Bild: Bürgerkriegsähnliche Zustände in der ukrainischen Hauptstadt.
KIEW ap/rtr/afp | In der ukrainischen Hauptstadt ist ein weiterer
Demonstrant gestorben, der bei schweren Auseinandersetzungen zwischen
Regierungsgegnern und Polizisten verletzt worden war. Die ersten
Zugeständnisse der Regierung im Machtkampf um die Ukraine haben keine
Entspannung gebracht. Erneut ist es in Kiew zu schweren Zusammenstößen
zwischen Protestlern und Polizisten gekommen.
Wie die Freiheitspartei am Samstag berichtete, handelt es sich bei dem
Toten um einen 45-Jährigen, der am Mittwoch in der ukrainischen Hauptstadt
Schüsse in die Brust erlitten hatte.
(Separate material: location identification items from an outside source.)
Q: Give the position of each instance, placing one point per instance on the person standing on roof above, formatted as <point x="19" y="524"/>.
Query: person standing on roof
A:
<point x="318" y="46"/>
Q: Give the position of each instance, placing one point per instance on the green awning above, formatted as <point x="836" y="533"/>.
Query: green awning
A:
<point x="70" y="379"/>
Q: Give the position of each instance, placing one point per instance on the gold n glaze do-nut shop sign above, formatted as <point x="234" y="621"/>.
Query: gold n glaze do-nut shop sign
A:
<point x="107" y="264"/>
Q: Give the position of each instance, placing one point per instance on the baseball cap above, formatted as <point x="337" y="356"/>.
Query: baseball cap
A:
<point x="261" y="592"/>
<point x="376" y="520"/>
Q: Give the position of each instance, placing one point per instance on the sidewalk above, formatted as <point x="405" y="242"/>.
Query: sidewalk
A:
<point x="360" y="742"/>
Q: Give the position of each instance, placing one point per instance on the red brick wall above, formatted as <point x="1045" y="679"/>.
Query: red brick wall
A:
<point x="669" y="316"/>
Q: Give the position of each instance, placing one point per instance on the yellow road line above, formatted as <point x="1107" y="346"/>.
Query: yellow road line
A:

Mit mehreren Operationen sei
vergeblich versucht worden, den Mann zu retten, teilten die
Gesundheitsbehörden mit.
Damit steigt die Zahl der Todesopfer bei den Unruhen der vergangenen Tagen
nach Angaben der Veranstalter der regierungskritischen Kundgebungen auf
sechs. Die Regierung spricht dagegen von drei Toten.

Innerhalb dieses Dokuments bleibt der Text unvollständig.